Glen Tromie: Traces of the History of a Shooting Estate

View from Glaick EstateArchaeologists from AOC’s Inverness office conducted a detailed landscape survey in Glen Tromie, near Kingussie in Badenoch and Strathspey on behalf of Wildland Ltd as part of estate management surveys. Seventy-nine archaeological sites were recorded in the southern half of Glen Tromie within Lynaberack and Gaick Estates. A total of 170 individual structures relating to post-medieval settlement, cultivation and animal husbandry were identified. Shooting hides and stances evidencing the estate’s sporting history were also recorded. The works have provided full records of numerous abandoned post-medieval settlements and previously unknown shieling settlements in the glen, in addition to recording the position of former shooting butts and other relics of a long history of the shooting estate.

View across Glen Tromie Disused shooting stance

 The upland landscape, consisting primarily of moorland with improved ground along the River Tromie forced its past inhabitants to follow a subsistence strategy heavily dependent on pastoralism and transhumance. In the 17th century, Glen Tromie contained ‘summer towns’, an old term for shielings, though these were, unusually, used for cultivation rather than livestock.

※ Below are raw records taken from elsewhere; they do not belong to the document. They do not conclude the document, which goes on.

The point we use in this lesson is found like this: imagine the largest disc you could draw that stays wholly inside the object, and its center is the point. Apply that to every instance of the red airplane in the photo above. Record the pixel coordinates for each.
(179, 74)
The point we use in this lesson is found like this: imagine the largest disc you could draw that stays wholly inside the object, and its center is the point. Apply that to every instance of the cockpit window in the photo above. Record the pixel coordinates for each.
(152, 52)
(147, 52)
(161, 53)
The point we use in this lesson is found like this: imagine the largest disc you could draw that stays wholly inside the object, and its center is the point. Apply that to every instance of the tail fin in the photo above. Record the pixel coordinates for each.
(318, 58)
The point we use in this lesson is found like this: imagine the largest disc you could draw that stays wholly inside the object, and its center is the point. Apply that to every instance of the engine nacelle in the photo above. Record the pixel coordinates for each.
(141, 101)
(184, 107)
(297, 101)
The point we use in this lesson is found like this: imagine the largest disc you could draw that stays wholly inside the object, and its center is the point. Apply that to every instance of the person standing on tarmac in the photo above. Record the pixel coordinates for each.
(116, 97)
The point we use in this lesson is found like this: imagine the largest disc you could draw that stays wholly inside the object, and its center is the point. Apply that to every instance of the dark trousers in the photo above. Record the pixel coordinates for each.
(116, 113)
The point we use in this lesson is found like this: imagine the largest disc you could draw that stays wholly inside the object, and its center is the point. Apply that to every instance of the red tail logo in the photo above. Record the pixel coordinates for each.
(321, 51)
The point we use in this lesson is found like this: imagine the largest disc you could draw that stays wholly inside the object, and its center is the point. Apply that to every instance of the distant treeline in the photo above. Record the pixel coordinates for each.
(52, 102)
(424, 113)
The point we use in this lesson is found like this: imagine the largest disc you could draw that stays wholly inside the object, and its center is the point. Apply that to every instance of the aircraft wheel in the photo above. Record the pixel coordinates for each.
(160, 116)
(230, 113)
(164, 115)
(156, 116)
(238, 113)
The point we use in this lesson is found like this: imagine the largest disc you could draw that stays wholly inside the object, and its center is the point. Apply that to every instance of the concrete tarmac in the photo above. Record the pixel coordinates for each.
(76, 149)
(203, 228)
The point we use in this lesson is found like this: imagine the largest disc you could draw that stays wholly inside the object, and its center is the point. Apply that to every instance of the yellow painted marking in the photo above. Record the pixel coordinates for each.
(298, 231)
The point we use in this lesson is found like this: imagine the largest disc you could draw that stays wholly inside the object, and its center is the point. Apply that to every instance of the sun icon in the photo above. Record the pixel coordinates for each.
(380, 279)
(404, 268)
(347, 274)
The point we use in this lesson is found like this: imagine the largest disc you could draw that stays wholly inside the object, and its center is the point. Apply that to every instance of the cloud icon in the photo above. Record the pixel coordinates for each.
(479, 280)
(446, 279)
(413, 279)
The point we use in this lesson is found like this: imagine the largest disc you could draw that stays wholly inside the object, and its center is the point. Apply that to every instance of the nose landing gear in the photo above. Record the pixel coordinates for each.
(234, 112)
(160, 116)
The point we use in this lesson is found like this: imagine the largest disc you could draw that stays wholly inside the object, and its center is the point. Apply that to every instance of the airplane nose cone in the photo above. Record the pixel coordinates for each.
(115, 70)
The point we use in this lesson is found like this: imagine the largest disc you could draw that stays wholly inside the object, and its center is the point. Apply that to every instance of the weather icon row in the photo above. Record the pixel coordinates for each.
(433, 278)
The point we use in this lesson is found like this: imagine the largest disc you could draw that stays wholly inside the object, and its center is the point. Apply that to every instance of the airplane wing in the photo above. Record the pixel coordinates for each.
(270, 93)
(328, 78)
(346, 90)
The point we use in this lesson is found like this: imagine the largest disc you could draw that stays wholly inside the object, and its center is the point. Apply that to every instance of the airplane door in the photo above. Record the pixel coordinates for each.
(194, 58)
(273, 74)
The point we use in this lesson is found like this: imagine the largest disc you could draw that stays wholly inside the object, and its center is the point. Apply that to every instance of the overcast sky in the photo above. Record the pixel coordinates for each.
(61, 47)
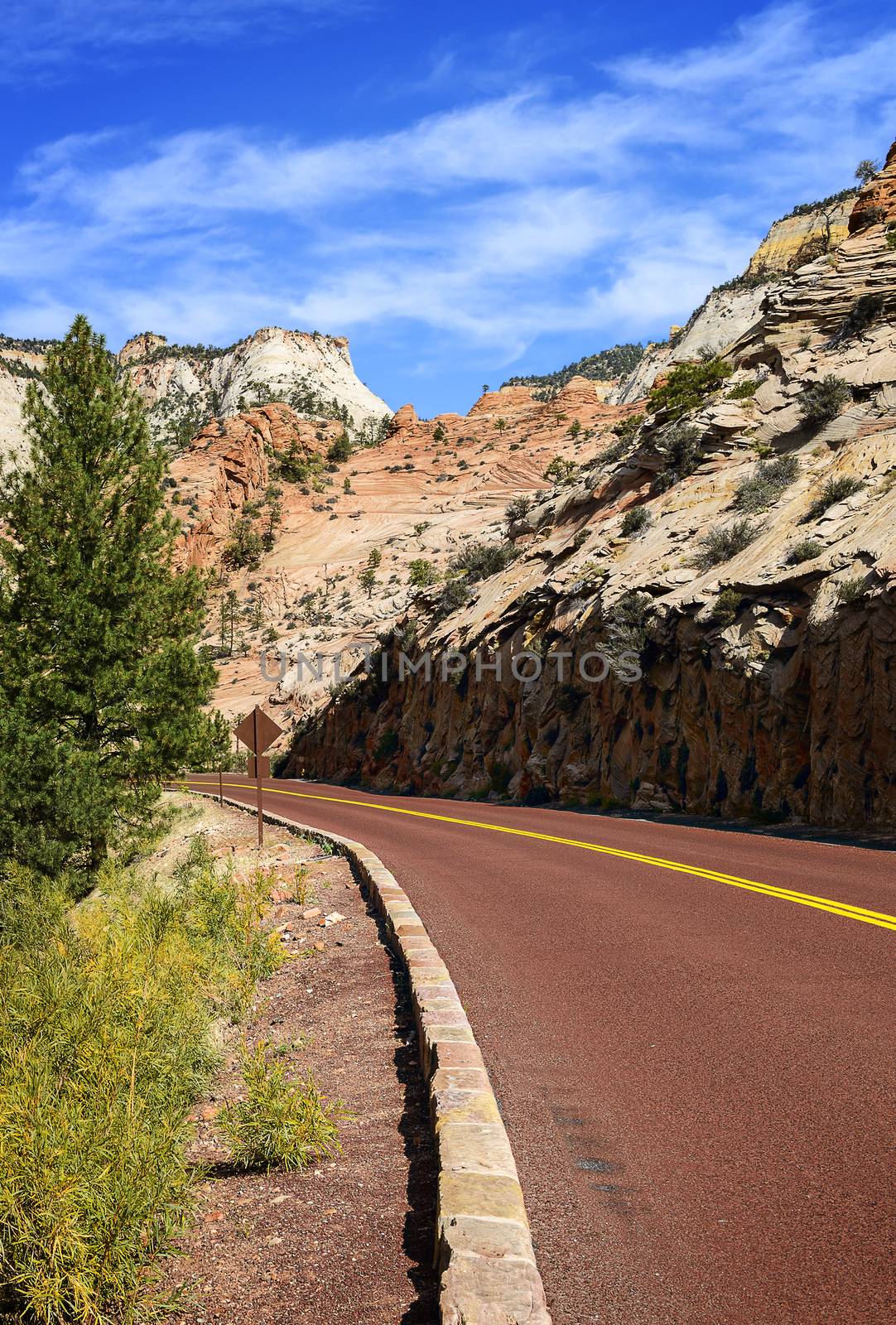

Lyneberack was used as such a temporary summer town with the farmers returning with their harvest before winter to the permanent townships lower down the glen. However, by 1750, leases show that Lyneberack had become a permanent farm; while in 1782, 10,000 acres of Gaick had been rented out for sheep farming.

 The archaeological survey recorded consistent evidence for the abandoned farmsteads of Glen Tromie being re-used later for stock management. Substantial, previously unrecorded shieling settlements located along small burns were also mapped. Together the data has provided a detailed record of the pastoral subsistence economy and the transition of the land from settled farmsteads to large sheep farms to sporting estate.